Lamore nos lleva de la mano por este viaje en el tiempo, que aguas, no es un flashback, el texto es mucho más ingenioso que eso, pero sí memorias a las que se acude en una necesidad de escavar, ¿dónde está lo que perdimos? Ella en algún momento se pregunta, ¿nos reíamos más de jóvenes?, y las letras de las canciones de Siete Veces Adiós lo aceptan: «Algo como lo nuestro no existe», sí, pero, «¿cuántos amores de tu vida caben en una vida?» también es una duda sincera.

Él, Ella y Lamore no cantan. Y he ahí donde la cosa empieza a ponerse novedosa. Están rodeados de un ensamble de músicos e intérpretes que toman las riendas de los números musicales, y a la vez atestiguan el desarrollo de la historia. Un poco como el concepto del coro griego, en el que además dejan plasmado clarísimo que una relación de pareja se vive de una manera muy pública, y son muchos los que acaban siendo partícipes de ella. Diego Medel, Mónica Campos, Esván Lemus y Alba Messa hacen de cada canción un espectáculo de voces impresionantes y armonías deliciosas, orquestradas por Jannette Chao y Vince Miranda, que hacen un trabajo genial de concebir todo un soundtrack de melodías especiales, cada una igual o mejor que la anterior, desde el opening con El Amor Es Un Invento y hasta el cierre con Y Después.

Mientras estos momentos fantásticos musicales suceden a su alrededor, Gustavo Egelhaaf y Fernanda Castillo juegan a la pareja dispareja: Ella, seria, madura, en busca de ser escuchada; Él, juguetón, risueño, con humor de tío y en tantos momentos, tan pero tan ingenuo. Es notorio que están parados en momentos distintos de la vida y que no embonan como tal vez alguna vez lo hicieron. Para Gustavo es sencillísimo hacernos reír, tiene frases bellísimas, chistes de papá que caen de manera brillante; y Fernanda está ahí para ser la voz de la consciencia. No todo puede ser juego, edonismo, egoísmo, y ella es la que mantiene los pies sobre la tierra.

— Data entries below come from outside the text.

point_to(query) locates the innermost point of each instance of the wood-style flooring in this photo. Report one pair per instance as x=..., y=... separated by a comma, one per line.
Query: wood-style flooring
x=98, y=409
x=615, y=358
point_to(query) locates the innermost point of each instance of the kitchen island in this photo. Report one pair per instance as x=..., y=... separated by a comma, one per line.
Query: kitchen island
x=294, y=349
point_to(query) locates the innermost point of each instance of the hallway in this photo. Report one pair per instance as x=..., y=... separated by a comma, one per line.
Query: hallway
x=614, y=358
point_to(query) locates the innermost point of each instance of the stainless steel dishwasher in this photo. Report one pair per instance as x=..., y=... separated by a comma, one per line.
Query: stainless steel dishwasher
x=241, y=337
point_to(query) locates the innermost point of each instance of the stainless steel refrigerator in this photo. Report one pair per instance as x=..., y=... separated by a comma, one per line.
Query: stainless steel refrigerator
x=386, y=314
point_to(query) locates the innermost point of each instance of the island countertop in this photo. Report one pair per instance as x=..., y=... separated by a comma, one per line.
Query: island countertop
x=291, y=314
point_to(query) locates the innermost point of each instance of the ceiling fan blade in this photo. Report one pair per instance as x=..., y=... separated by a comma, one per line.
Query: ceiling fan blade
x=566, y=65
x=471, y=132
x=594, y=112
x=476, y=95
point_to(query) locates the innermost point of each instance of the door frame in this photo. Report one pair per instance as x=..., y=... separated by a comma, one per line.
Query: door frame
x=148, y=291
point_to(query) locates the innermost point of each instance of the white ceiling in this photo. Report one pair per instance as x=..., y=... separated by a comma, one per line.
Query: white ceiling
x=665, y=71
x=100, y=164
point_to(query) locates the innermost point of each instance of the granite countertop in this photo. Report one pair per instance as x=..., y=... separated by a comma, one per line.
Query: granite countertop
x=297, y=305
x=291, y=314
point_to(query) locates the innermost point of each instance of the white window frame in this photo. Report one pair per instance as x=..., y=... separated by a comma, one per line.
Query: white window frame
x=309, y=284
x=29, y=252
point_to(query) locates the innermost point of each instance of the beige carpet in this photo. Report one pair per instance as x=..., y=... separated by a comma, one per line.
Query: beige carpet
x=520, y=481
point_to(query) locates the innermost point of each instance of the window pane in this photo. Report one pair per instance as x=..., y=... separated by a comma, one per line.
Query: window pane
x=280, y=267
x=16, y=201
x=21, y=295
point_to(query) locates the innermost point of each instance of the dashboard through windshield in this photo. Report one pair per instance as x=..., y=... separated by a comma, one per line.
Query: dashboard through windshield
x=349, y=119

Brillante es también César Enríquez que como Lamore va tomando distintas formas para interactuar con la pareja, y una de ellas, una vendedora del Oxxo, francamente se roba el show. Nos recuerda ese humor de la Prietty, en un espacio completamente ajeno que la vuelve un personaje hilarante.

Nuevamente la dirección primeriza de Alan Estrada se nota cuidadosa y trabajada. No es un proyecto que nació en mes y medio, pero que le tomó al equipo tres años lanzarlo. Y Alan prueba tener las evidencias correctas, las de los musicales que cambiaron la industria: Once, Spring Awakening, Hadestown, pedazitos de todas se pueden ver en sus trazos y figuras, y en la hermosa complicidad que armó con Jorge Ballina y Félix Arroyo para que la escenografía y la iluminación verdaderamente acompañaran su concepto y no sólo se sintieran estéticas sin razón.

Un cuadrilatero giratorio, una pared que se abre para revelar vidrio, aparatos de iluminación que suben y bajan para provocar contraluces bellísimos, texturas en madera y textiles en índigo y color vino; todo a la vista es precioso, es elegante, es sofisticado, y nuevamente, todo, especialmente la iluminación de los últimos dos minutos de la obra, está perfectamente hilado para que Siete Veces Adiós se te clave en el pecho.

Que bello salir del teatro con tanto orgullo por lo que se puede hacer en tu país. De llorar con gusto, llorar desde la vena de lo visual y lo auditivo y no el melodrama forzado; de disfrutar de voces únicas y arreglos increíbles que no caen en el clásico sonido noventero, o peor aún, en la cansadísima fórmula de la rocola. De disfrutar de un texto que, no se salva del cliché y la cursilería, pero se esfuerza, y se nota, que está tratando de contar algo distinto y con palabras propias. Que bella es Siete Veces Adiós, definitivamente una nueva estrella en el firmamento teatrero tan necesitado de astros que brillen a su favor.

Siete Veces Adiós se presenta viernes, sábados y domingos en el Nuevo Teatro Ramiro Jiménez.